Blurred lines

by Rick Johansen

I’m a bit peeved this morning. Someone has nicked the riff from one of the songs I wrote back when I was young and turned it into a very good pop tune. I am tempted to sue, like Marvin Gaye’s estate did when Robin Thicke and Pharrell Williams were accused of plagiarising Gaye’s Got To Give It Up with their Blurred Lines. The court judgement declared that Thicke and Williams were both guilty and had for fork out over $5 million by way of compensation. I am wondering if I should try the same thing, but there is one small problem. The riff is in my head and nowhere else. I didn’t really ‘write’ anything down.

The song that has clearly ripped me off is called Thick Of The Honey by the New Zealand indie musician Fazerdaze and I have to say I really like it. And if the rest of her work is as good as this, I suspect I could be investing some cash by buying it.  But how did she come to find my riff?

Somewhere in the loft, I have volumes of song lyrics, poems and vivid descriptions of the goals I scored in my less than stellar football ‘career’. If I could be bothered to search for and find them, doubtless I could entertain myself by singing them. Titles like Meet Me On The Island, Lost Horizons and Gonna Be The President are among my better songs and the lyrics are in my volumes, although the music is stored in what’s left of my brain. Quite how I expected to make my fortune when I couldn’t write a note of music nor play an instrument, I may never know.
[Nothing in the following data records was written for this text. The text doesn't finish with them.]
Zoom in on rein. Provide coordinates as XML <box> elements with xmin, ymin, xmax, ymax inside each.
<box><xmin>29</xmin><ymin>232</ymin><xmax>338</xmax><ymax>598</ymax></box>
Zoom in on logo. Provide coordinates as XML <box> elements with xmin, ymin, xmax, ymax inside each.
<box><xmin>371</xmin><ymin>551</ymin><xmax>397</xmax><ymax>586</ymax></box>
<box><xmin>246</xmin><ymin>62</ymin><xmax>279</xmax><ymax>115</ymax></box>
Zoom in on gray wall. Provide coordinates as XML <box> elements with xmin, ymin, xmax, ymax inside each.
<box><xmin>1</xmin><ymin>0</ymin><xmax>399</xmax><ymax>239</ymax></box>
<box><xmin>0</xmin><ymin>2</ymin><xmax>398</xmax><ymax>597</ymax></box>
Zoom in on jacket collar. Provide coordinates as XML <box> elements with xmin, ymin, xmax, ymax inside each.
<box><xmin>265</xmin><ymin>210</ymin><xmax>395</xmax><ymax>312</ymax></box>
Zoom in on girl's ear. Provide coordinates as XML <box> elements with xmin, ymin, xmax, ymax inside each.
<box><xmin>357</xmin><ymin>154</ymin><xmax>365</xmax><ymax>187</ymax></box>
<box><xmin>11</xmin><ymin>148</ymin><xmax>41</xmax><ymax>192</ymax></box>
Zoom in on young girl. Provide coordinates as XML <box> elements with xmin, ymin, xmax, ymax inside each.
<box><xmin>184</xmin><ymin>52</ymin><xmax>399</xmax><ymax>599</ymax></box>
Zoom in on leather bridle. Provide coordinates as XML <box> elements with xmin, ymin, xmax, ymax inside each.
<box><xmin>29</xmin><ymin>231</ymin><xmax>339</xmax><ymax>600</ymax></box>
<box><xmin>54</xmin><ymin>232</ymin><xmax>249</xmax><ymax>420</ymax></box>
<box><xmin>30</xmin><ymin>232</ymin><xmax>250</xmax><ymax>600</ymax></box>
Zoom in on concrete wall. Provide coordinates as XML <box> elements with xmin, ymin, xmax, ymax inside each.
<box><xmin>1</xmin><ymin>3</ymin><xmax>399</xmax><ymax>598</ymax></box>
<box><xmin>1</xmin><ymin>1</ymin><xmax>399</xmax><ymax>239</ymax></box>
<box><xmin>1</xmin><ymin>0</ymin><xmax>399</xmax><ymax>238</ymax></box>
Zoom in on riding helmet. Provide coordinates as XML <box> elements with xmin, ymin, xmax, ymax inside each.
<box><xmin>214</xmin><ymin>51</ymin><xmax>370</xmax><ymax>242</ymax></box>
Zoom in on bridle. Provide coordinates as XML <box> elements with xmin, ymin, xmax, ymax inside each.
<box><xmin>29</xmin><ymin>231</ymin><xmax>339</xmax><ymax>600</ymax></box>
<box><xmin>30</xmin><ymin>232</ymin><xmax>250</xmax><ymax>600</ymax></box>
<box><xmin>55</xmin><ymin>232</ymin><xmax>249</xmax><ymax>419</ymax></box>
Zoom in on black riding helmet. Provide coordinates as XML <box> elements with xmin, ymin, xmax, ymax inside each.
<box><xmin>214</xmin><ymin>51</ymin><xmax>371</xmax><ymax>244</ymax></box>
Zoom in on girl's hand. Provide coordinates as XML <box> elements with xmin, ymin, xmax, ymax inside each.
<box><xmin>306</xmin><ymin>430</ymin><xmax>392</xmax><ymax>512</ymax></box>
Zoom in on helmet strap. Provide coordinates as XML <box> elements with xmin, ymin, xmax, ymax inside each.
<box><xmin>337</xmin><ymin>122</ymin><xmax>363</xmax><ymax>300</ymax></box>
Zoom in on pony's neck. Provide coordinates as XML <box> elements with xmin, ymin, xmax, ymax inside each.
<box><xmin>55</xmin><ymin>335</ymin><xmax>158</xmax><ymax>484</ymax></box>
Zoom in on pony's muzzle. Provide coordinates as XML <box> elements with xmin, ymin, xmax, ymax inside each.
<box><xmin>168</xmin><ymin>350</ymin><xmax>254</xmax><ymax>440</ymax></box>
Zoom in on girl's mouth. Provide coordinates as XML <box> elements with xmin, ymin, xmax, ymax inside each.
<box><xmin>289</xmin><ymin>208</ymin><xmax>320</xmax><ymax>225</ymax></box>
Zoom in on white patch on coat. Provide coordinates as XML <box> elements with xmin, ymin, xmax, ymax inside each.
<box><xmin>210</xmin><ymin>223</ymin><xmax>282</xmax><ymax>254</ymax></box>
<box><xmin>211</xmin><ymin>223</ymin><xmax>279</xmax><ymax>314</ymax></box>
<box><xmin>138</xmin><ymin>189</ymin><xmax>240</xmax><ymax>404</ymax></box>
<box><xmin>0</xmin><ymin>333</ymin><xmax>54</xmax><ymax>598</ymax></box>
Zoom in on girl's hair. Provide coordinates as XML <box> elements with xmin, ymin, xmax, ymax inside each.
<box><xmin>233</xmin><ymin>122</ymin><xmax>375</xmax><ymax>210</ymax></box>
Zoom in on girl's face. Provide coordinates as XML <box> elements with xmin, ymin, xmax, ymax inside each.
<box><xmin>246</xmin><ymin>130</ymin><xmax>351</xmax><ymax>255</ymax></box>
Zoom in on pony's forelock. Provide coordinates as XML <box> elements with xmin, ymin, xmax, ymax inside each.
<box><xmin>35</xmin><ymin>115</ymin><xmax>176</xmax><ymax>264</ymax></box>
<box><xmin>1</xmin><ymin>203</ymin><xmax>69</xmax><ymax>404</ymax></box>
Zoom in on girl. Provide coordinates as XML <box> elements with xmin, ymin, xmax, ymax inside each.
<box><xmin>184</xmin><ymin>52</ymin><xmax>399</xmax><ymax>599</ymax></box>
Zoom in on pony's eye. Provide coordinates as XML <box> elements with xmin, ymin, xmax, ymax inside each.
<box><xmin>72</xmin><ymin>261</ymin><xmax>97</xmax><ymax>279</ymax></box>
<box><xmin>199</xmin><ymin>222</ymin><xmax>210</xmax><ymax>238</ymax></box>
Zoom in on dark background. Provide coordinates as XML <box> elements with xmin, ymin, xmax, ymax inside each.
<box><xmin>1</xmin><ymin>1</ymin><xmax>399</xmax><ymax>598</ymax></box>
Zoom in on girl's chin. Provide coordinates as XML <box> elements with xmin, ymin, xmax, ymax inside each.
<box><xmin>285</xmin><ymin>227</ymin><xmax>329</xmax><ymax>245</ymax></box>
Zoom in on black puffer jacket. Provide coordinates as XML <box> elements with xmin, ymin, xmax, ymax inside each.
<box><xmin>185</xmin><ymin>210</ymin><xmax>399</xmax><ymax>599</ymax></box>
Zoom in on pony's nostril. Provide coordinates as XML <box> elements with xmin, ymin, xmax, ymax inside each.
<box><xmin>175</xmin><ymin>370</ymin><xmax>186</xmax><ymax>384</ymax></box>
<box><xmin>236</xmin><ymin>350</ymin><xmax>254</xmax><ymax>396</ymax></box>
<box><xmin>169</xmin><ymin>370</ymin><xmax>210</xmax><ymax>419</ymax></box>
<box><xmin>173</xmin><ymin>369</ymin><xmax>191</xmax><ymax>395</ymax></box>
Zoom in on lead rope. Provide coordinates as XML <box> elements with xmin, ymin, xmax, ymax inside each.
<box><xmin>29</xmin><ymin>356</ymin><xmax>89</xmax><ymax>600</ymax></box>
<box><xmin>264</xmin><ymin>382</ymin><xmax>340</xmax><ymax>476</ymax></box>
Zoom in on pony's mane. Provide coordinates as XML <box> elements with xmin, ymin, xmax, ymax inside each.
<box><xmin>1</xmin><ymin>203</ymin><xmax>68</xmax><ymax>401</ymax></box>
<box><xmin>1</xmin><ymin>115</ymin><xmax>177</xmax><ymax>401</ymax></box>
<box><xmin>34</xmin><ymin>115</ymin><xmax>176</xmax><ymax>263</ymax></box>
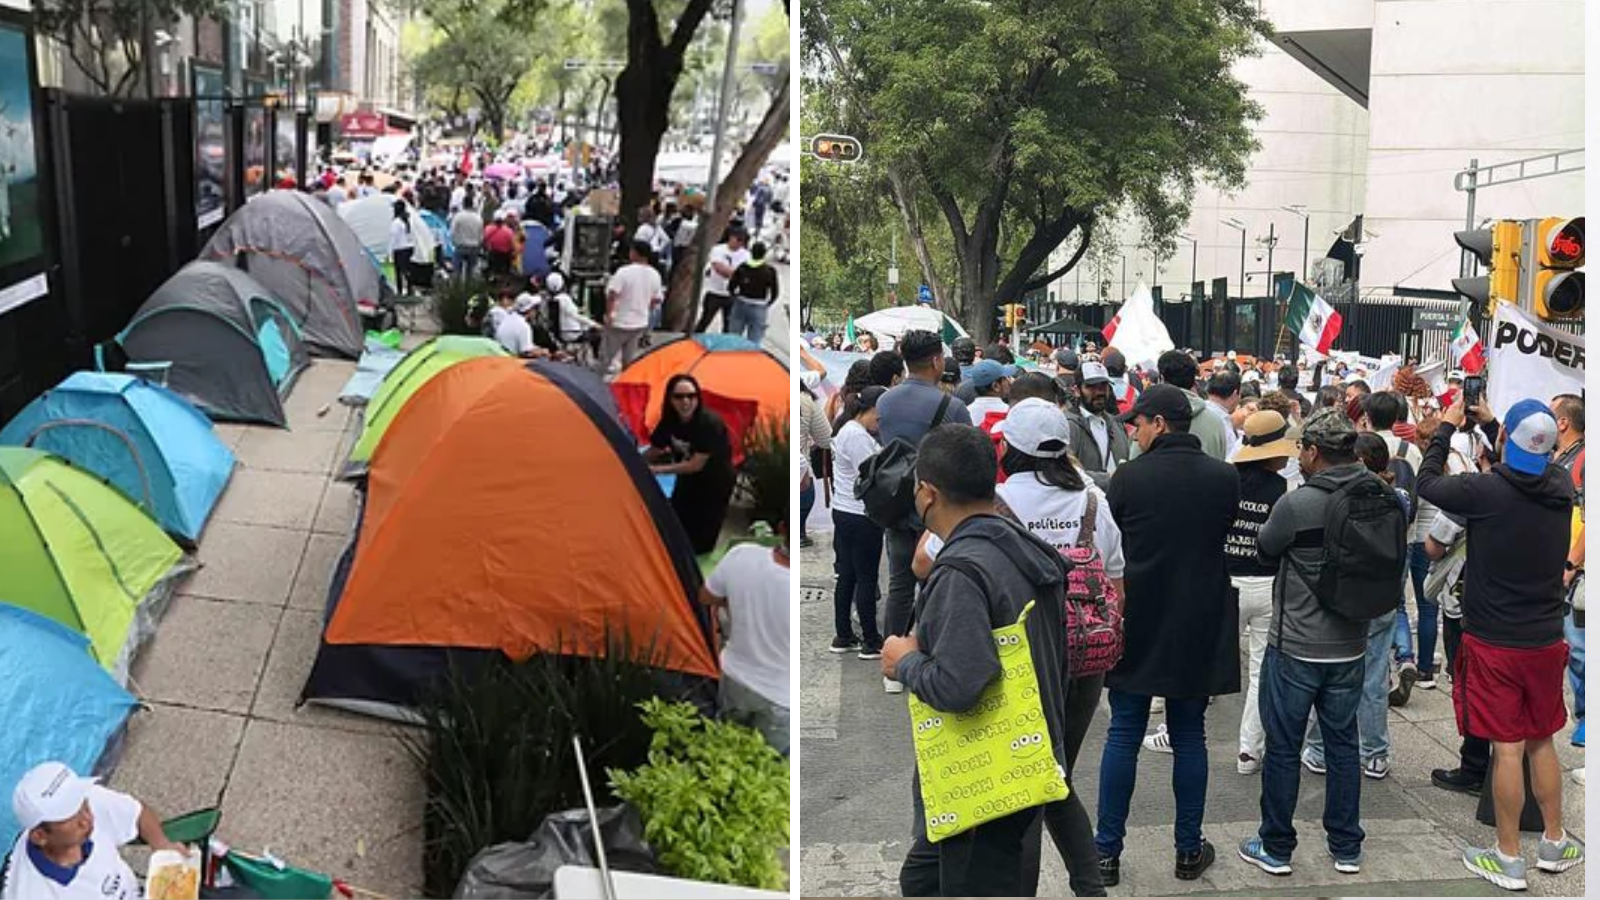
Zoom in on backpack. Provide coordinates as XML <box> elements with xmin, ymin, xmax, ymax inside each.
<box><xmin>855</xmin><ymin>393</ymin><xmax>952</xmax><ymax>529</ymax></box>
<box><xmin>1386</xmin><ymin>457</ymin><xmax>1418</xmax><ymax>525</ymax></box>
<box><xmin>1290</xmin><ymin>471</ymin><xmax>1409</xmax><ymax>621</ymax></box>
<box><xmin>1061</xmin><ymin>492</ymin><xmax>1123</xmax><ymax>676</ymax></box>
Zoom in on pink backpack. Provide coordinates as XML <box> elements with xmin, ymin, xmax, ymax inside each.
<box><xmin>1063</xmin><ymin>492</ymin><xmax>1124</xmax><ymax>676</ymax></box>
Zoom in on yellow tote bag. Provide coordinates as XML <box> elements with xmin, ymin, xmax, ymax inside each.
<box><xmin>908</xmin><ymin>600</ymin><xmax>1069</xmax><ymax>842</ymax></box>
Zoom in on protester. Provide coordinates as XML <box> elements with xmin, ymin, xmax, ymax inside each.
<box><xmin>449</xmin><ymin>193</ymin><xmax>484</xmax><ymax>282</ymax></box>
<box><xmin>542</xmin><ymin>272</ymin><xmax>600</xmax><ymax>351</ymax></box>
<box><xmin>726</xmin><ymin>241</ymin><xmax>781</xmax><ymax>344</ymax></box>
<box><xmin>882</xmin><ymin>424</ymin><xmax>1069</xmax><ymax>896</ymax></box>
<box><xmin>646</xmin><ymin>374</ymin><xmax>736</xmax><ymax>555</ymax></box>
<box><xmin>484</xmin><ymin>209</ymin><xmax>517</xmax><ymax>277</ymax></box>
<box><xmin>829</xmin><ymin>386</ymin><xmax>887</xmax><ymax>658</ymax></box>
<box><xmin>3</xmin><ymin>761</ymin><xmax>189</xmax><ymax>900</ymax></box>
<box><xmin>938</xmin><ymin>358</ymin><xmax>962</xmax><ymax>393</ymax></box>
<box><xmin>1551</xmin><ymin>393</ymin><xmax>1585</xmax><ymax>748</ymax></box>
<box><xmin>1102</xmin><ymin>349</ymin><xmax>1139</xmax><ymax>415</ymax></box>
<box><xmin>701</xmin><ymin>518</ymin><xmax>791</xmax><ymax>755</ymax></box>
<box><xmin>389</xmin><ymin>200</ymin><xmax>416</xmax><ymax>295</ymax></box>
<box><xmin>595</xmin><ymin>240</ymin><xmax>661</xmax><ymax>375</ymax></box>
<box><xmin>874</xmin><ymin>330</ymin><xmax>971</xmax><ymax>692</ymax></box>
<box><xmin>1206</xmin><ymin>370</ymin><xmax>1244</xmax><ymax>459</ymax></box>
<box><xmin>1224</xmin><ymin>409</ymin><xmax>1296</xmax><ymax>776</ymax></box>
<box><xmin>1154</xmin><ymin>350</ymin><xmax>1228</xmax><ymax>461</ymax></box>
<box><xmin>1417</xmin><ymin>398</ymin><xmax>1582</xmax><ymax>889</ymax></box>
<box><xmin>494</xmin><ymin>293</ymin><xmax>541</xmax><ymax>358</ymax></box>
<box><xmin>1097</xmin><ymin>383</ymin><xmax>1239</xmax><ymax>885</ymax></box>
<box><xmin>966</xmin><ymin>359</ymin><xmax>1015</xmax><ymax>433</ymax></box>
<box><xmin>696</xmin><ymin>229</ymin><xmax>749</xmax><ymax>332</ymax></box>
<box><xmin>798</xmin><ymin>371</ymin><xmax>833</xmax><ymax>549</ymax></box>
<box><xmin>1067</xmin><ymin>361</ymin><xmax>1131</xmax><ymax>490</ymax></box>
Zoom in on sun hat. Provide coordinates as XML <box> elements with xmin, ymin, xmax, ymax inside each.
<box><xmin>1232</xmin><ymin>410</ymin><xmax>1298</xmax><ymax>464</ymax></box>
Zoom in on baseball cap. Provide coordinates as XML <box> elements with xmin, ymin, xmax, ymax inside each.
<box><xmin>940</xmin><ymin>357</ymin><xmax>962</xmax><ymax>384</ymax></box>
<box><xmin>13</xmin><ymin>762</ymin><xmax>95</xmax><ymax>833</ymax></box>
<box><xmin>513</xmin><ymin>294</ymin><xmax>539</xmax><ymax>314</ymax></box>
<box><xmin>994</xmin><ymin>398</ymin><xmax>1070</xmax><ymax>458</ymax></box>
<box><xmin>493</xmin><ymin>209</ymin><xmax>507</xmax><ymax>221</ymax></box>
<box><xmin>545</xmin><ymin>272</ymin><xmax>565</xmax><ymax>292</ymax></box>
<box><xmin>1447</xmin><ymin>370</ymin><xmax>1465</xmax><ymax>383</ymax></box>
<box><xmin>1079</xmin><ymin>361</ymin><xmax>1111</xmax><ymax>386</ymax></box>
<box><xmin>857</xmin><ymin>385</ymin><xmax>889</xmax><ymax>410</ymax></box>
<box><xmin>1301</xmin><ymin>407</ymin><xmax>1358</xmax><ymax>451</ymax></box>
<box><xmin>1054</xmin><ymin>349</ymin><xmax>1080</xmax><ymax>371</ymax></box>
<box><xmin>1117</xmin><ymin>383</ymin><xmax>1192</xmax><ymax>424</ymax></box>
<box><xmin>968</xmin><ymin>359</ymin><xmax>1017</xmax><ymax>390</ymax></box>
<box><xmin>1502</xmin><ymin>399</ymin><xmax>1559</xmax><ymax>476</ymax></box>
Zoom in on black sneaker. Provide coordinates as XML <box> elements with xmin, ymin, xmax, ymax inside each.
<box><xmin>1389</xmin><ymin>662</ymin><xmax>1418</xmax><ymax>707</ymax></box>
<box><xmin>829</xmin><ymin>636</ymin><xmax>861</xmax><ymax>653</ymax></box>
<box><xmin>858</xmin><ymin>644</ymin><xmax>883</xmax><ymax>660</ymax></box>
<box><xmin>1431</xmin><ymin>767</ymin><xmax>1484</xmax><ymax>795</ymax></box>
<box><xmin>1097</xmin><ymin>854</ymin><xmax>1119</xmax><ymax>887</ymax></box>
<box><xmin>800</xmin><ymin>534</ymin><xmax>815</xmax><ymax>548</ymax></box>
<box><xmin>1176</xmin><ymin>839</ymin><xmax>1216</xmax><ymax>880</ymax></box>
<box><xmin>1415</xmin><ymin>669</ymin><xmax>1437</xmax><ymax>689</ymax></box>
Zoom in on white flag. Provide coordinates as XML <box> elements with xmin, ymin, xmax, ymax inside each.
<box><xmin>1101</xmin><ymin>282</ymin><xmax>1173</xmax><ymax>369</ymax></box>
<box><xmin>1486</xmin><ymin>303</ymin><xmax>1585</xmax><ymax>420</ymax></box>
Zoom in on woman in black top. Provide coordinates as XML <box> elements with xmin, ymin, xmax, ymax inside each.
<box><xmin>647</xmin><ymin>374</ymin><xmax>736</xmax><ymax>555</ymax></box>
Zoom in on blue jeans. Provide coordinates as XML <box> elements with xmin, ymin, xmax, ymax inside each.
<box><xmin>1095</xmin><ymin>690</ymin><xmax>1208</xmax><ymax>857</ymax></box>
<box><xmin>727</xmin><ymin>299</ymin><xmax>771</xmax><ymax>345</ymax></box>
<box><xmin>800</xmin><ymin>480</ymin><xmax>816</xmax><ymax>535</ymax></box>
<box><xmin>1304</xmin><ymin>612</ymin><xmax>1393</xmax><ymax>765</ymax></box>
<box><xmin>1258</xmin><ymin>646</ymin><xmax>1365</xmax><ymax>861</ymax></box>
<box><xmin>1393</xmin><ymin>542</ymin><xmax>1439</xmax><ymax>672</ymax></box>
<box><xmin>1567</xmin><ymin>608</ymin><xmax>1585</xmax><ymax>721</ymax></box>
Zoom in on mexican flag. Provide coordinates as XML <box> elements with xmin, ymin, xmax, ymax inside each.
<box><xmin>1450</xmin><ymin>319</ymin><xmax>1486</xmax><ymax>374</ymax></box>
<box><xmin>1280</xmin><ymin>280</ymin><xmax>1343</xmax><ymax>354</ymax></box>
<box><xmin>844</xmin><ymin>314</ymin><xmax>856</xmax><ymax>344</ymax></box>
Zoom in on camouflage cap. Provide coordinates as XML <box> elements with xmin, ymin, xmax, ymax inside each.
<box><xmin>1301</xmin><ymin>407</ymin><xmax>1358</xmax><ymax>450</ymax></box>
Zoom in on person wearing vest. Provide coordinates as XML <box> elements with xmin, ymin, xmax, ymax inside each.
<box><xmin>1067</xmin><ymin>361</ymin><xmax>1131</xmax><ymax>491</ymax></box>
<box><xmin>1551</xmin><ymin>393</ymin><xmax>1584</xmax><ymax>751</ymax></box>
<box><xmin>1224</xmin><ymin>410</ymin><xmax>1295</xmax><ymax>778</ymax></box>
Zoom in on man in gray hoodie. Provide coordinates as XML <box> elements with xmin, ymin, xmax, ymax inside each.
<box><xmin>883</xmin><ymin>423</ymin><xmax>1072</xmax><ymax>897</ymax></box>
<box><xmin>1238</xmin><ymin>408</ymin><xmax>1372</xmax><ymax>878</ymax></box>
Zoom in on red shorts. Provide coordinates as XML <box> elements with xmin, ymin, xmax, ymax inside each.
<box><xmin>1452</xmin><ymin>633</ymin><xmax>1569</xmax><ymax>743</ymax></box>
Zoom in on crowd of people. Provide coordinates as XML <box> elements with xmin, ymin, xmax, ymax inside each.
<box><xmin>802</xmin><ymin>328</ymin><xmax>1584</xmax><ymax>895</ymax></box>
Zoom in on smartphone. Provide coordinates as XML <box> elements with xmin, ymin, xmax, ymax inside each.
<box><xmin>1463</xmin><ymin>374</ymin><xmax>1485</xmax><ymax>409</ymax></box>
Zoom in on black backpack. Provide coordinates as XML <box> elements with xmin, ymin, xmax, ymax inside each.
<box><xmin>1291</xmin><ymin>471</ymin><xmax>1409</xmax><ymax>621</ymax></box>
<box><xmin>854</xmin><ymin>393</ymin><xmax>952</xmax><ymax>529</ymax></box>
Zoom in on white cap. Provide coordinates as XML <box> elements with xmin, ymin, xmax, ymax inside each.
<box><xmin>544</xmin><ymin>272</ymin><xmax>564</xmax><ymax>293</ymax></box>
<box><xmin>1447</xmin><ymin>370</ymin><xmax>1464</xmax><ymax>382</ymax></box>
<box><xmin>13</xmin><ymin>762</ymin><xmax>95</xmax><ymax>833</ymax></box>
<box><xmin>993</xmin><ymin>397</ymin><xmax>1071</xmax><ymax>458</ymax></box>
<box><xmin>513</xmin><ymin>294</ymin><xmax>540</xmax><ymax>314</ymax></box>
<box><xmin>1079</xmin><ymin>361</ymin><xmax>1111</xmax><ymax>385</ymax></box>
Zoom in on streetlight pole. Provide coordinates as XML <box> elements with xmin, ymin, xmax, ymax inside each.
<box><xmin>1178</xmin><ymin>233</ymin><xmax>1197</xmax><ymax>289</ymax></box>
<box><xmin>1221</xmin><ymin>218</ymin><xmax>1246</xmax><ymax>300</ymax></box>
<box><xmin>686</xmin><ymin>0</ymin><xmax>745</xmax><ymax>330</ymax></box>
<box><xmin>1281</xmin><ymin>205</ymin><xmax>1310</xmax><ymax>282</ymax></box>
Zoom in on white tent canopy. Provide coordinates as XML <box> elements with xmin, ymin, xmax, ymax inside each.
<box><xmin>338</xmin><ymin>194</ymin><xmax>436</xmax><ymax>265</ymax></box>
<box><xmin>853</xmin><ymin>306</ymin><xmax>968</xmax><ymax>345</ymax></box>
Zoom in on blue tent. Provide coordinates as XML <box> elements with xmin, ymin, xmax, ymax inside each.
<box><xmin>0</xmin><ymin>372</ymin><xmax>235</xmax><ymax>543</ymax></box>
<box><xmin>418</xmin><ymin>209</ymin><xmax>455</xmax><ymax>264</ymax></box>
<box><xmin>0</xmin><ymin>602</ymin><xmax>137</xmax><ymax>847</ymax></box>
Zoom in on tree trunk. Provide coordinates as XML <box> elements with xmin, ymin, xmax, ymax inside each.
<box><xmin>662</xmin><ymin>85</ymin><xmax>789</xmax><ymax>331</ymax></box>
<box><xmin>615</xmin><ymin>58</ymin><xmax>669</xmax><ymax>230</ymax></box>
<box><xmin>885</xmin><ymin>165</ymin><xmax>947</xmax><ymax>314</ymax></box>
I did actually buy an electric guitar and an amp in the 1970s, assuming that I’d be able to start playing straight away. Imagine my shock when I couldn’t?

My best song, Meet Me On The Island, actually has, in my view, a decent tune, even though the lyrics are quite clunky. Have a look at the chorus:

Won’t you meet me on the island, where we can both be free. Won’t you meet me on the island, it’s just across the sea.”

Were you singing along? They don’t write ’em like that anymore, do they?

My big fear is that Fazerdaze might now rip off my lyrics now that she has gotten away with nicking my riff. It’s not that I have the first idea to copyright something and, it’s fair to say, the odds of me achieving fame as a singer/songwriter are more remote than they ever were.

At least I can have the pleasure of hearing my riff played on the radio and pretend my bank account is bursting with royalties. It’s a bloody good riff, even though I say so myself.